Quelle doit être la durée d’indemnisation selon vous ? Comptez-vous aligner celle des chômeurs seniors sur celle des moins de 55 ans ? C’est aux partenaires sociaux de décider. Mais est- ce vraiment pertinent que les plus de 55 ans aient une durée d’indemnisation plus longue ? N’est- ce pas une façon de transformer l’assurance- chômage en mise à la retraite déguisée ? Ce défi concerne tout le monde. Les entreprises ont une responsabilité particulière à exercer. Je propose un contrat dans lequel les seniors travailleraient 80 %
de leur temps, toucheraient 90 % de leur salaire et auraient droit à 100 % de la retraite.
Qui paierait ? L’État ou les entreprises ?

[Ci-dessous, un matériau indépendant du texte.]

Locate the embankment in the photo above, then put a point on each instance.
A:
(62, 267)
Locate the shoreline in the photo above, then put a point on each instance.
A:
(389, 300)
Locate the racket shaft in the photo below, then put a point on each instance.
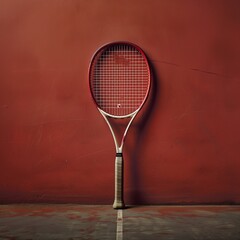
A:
(118, 201)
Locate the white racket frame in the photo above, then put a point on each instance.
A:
(118, 198)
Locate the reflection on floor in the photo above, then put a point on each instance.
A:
(102, 222)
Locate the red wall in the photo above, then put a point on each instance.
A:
(182, 148)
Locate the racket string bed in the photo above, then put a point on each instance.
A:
(121, 80)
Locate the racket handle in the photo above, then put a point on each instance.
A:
(118, 201)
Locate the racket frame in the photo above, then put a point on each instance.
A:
(118, 200)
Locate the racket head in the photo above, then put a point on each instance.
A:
(119, 79)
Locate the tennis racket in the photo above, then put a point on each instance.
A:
(119, 80)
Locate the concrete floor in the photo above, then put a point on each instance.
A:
(102, 222)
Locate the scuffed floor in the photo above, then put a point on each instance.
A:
(71, 222)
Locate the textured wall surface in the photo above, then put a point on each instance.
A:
(184, 145)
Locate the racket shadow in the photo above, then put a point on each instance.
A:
(136, 196)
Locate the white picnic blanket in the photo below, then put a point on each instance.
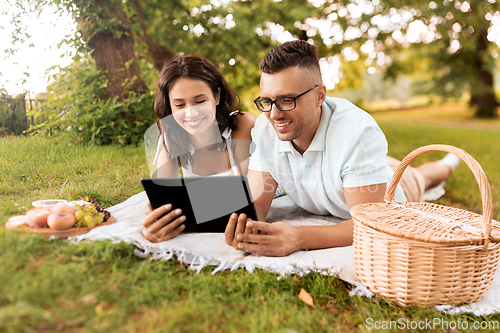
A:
(209, 249)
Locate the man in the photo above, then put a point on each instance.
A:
(325, 153)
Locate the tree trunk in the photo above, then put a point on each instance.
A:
(114, 57)
(157, 53)
(483, 93)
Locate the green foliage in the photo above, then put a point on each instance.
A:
(77, 113)
(55, 285)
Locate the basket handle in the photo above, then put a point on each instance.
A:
(484, 185)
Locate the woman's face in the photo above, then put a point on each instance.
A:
(193, 105)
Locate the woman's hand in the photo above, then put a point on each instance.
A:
(162, 223)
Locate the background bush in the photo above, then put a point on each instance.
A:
(78, 113)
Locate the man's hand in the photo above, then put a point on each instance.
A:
(236, 226)
(269, 239)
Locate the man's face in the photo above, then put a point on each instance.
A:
(299, 124)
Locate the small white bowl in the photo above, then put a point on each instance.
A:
(47, 203)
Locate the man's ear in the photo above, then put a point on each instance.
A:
(217, 98)
(321, 95)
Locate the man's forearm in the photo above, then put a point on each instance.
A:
(322, 237)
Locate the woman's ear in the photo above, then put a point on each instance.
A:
(217, 98)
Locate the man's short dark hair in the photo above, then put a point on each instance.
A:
(290, 54)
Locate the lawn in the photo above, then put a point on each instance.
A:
(53, 285)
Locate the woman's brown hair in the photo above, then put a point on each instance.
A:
(199, 68)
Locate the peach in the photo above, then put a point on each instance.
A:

Je suis pour un partage des coûts.
Beaucoup de Français ne comprennent pas qu’on s’en prenne aux chômeurs plutôt que de demander un effort fiscal aux plus riches.
On ne s’en prend pas aux chômeurs ! Nous voulons aider les Français à retrouver un emploi ! Sur la fiscalité, je rappelle que 70 % de l’impôt sur le revenu sont payés par 10 % des contribuables. Et le taux marginal d’imposition le plus élevé approche les 60 %. Mais là aussi, il reste des choses à faire. Je porterai avec beaucoup de force lors de mon prochain déplacement à Washington (États- Unis) l’idée d’une imposition internationale minimale sur le revenu des individus. Nous l’avons fait pour les multinationales.
« Il y a deux gangrènes dans la société française »
Mais cela a pris plus de cinq ans. C’est vrai mais nous avons réussi ! Nous avons mis en place une taxation sur les géants du numérique et une imposition minimale sur les sociétés. Nous savons comment avancer.